Özel Küçük Prens Lisesi öğrencileri, öğretmenleri yöneticileri ve pek tabii velileri ile “Cumhuriyet’in 100. Yılı”nı büyük bir coşku heyecan ve geleceğe dair büyük umutlarla kutladı. Cumhuriyeti’in anlamını ne kadar derinden biliyor olsak da bu büyük başlangıca nasıl ulaşıldığını defalarca hatırlamak, hatırlatmak gerekir. Mustafa Kemal’in imparatorluğun yıkıntıları içerisinden; yeni bir devlet, yeni bir dünya kurduğunu anlamak öyle kolay iş değildir. Anadolu’da ilk kıvılcımın alevlendiği bir meydan okumanın başladığı ve tüm dünyaya bu halkın savaşmadan teslim olmayacağının söylendiği bir mücadeledir. Cumhuriyet; yolculuğu şikâyet edenlerin değil, harekete geçenlerin yolculuğudur.
Özel Küçük Prens Lisesi, “Cumhuriyetin 100. Yılı”nı coşkulu bir törenle kutladı. Tören, Mustafa Kemal ve tüm şehitlerimiz için saygı duruşu ve İstiklâl Marşı ile başladı. Ardından velilerimiz (Hatike TÜLABOĞA- Arzu KESİMER) günün anlamına uygun konuşmalarını gerçekleştirdiler. Okul Müdürümüz Sayın Erdal KAZAN, Cumhuriyetimize yaraşır nitelikteki konuşmasını gerçekleştirdi. Ardından öğrencilerimiz “Cumhuriyet’i Biz Böyle Kazandık” adlı gölge oyunu performanslarını sergileyerek izleyicilere duygusal anlar yaşattılar. Özel Küçük Prens Lisesi öğrencilerinden oluşan okul korosu, müzik öğretmenimizin liderliğinde marşlar söylediler. Törene renk katan okul bandomuzun ardından SAJEV’in her noktasında emeği geçen öğrencilerimizden ve öğretmenlerimizden oluşturulan 100.yıl videosu beğeniye sunuldu. Tören, SAJEV tarafından hazırlanan “100. Yıl Marşı” eşliğinde büyük bir coşku ile sona erdi.

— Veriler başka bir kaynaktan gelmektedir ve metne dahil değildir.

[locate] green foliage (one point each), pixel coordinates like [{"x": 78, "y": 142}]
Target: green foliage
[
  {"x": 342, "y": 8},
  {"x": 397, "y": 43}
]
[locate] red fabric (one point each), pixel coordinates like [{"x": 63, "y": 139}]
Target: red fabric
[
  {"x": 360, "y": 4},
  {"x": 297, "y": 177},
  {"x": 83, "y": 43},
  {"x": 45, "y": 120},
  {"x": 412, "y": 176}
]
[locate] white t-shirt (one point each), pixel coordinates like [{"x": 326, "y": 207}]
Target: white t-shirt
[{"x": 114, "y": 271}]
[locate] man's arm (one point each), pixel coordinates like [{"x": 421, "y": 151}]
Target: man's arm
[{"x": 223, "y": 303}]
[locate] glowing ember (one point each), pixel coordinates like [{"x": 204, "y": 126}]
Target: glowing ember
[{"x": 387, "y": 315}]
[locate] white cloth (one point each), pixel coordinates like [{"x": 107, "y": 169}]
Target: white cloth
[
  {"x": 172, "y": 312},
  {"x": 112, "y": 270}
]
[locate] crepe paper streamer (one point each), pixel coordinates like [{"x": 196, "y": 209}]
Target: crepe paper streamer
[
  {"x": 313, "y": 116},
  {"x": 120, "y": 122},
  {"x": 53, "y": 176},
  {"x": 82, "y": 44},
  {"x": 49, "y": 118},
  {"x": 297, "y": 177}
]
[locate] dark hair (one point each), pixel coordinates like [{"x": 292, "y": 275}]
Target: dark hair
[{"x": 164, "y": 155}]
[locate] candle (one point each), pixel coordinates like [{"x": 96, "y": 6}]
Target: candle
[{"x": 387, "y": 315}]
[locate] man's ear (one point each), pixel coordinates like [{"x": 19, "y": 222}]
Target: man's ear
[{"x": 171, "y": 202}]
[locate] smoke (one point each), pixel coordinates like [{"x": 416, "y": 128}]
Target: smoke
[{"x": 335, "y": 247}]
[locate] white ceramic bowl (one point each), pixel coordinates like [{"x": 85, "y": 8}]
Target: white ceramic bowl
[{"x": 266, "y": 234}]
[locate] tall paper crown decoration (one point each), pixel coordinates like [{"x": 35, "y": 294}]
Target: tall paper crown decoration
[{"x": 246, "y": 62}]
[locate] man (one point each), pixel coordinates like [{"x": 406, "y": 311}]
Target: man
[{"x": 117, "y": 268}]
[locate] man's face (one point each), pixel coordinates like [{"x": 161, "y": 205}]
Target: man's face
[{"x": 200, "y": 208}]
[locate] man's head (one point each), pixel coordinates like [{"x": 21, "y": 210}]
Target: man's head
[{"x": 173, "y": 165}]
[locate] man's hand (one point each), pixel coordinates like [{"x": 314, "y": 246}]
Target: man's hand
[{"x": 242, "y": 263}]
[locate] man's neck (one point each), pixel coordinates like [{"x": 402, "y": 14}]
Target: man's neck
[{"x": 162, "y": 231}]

Cumhuriyet, sadece günü geldiğinde hatırlanan ve kutlanan bir gün değildir. Cumhuriyet insana en yakışan siyasi rejimdir. Cumhuriyet tercih edebilmek; reddedebilmek, var olabilmektir. Cumhuriyet; hiçbir topluma gümüş bir tepside sunulmadı, sunulmayacaktır da!.. Onun için savaşmanız, yılmamanız, teslim olmamanız gerekir. Cumhuriyet tabii ki bir toplumun, bir devletin siyasi rejimidir. Ancak unutulmamalıdır ki Cumhuriyet önce bireyin var olabilmesi, özgürleşmesi, hayır diyebilmesidir. Ulu Önder Gazi Mustafa Kemal Paşa, bir halkın ayağındaki prangaları fırlatıp atarken gerçekleştirdiği devrimler ile o halkı kanatlandırmayı hedefledi. Türkiye Cumhuriyeti; Mustafa Kemal Atatürk’ün en büyük gücü ve hayalidir. Atatürk; bu büyük Cumhuriyet’e sadece siyasi bir değişiklik olarak baksaydı, bu büyük olgu bugün nasıl bir bayram olurdu? Yani Atatürk’ün Cumhuriyet için, Onuncu Yıl Nutku’nda söylediği gibi belirteyim: “Cumhuriyet; Büyük Bayramdır, Kutlu Olsun!”.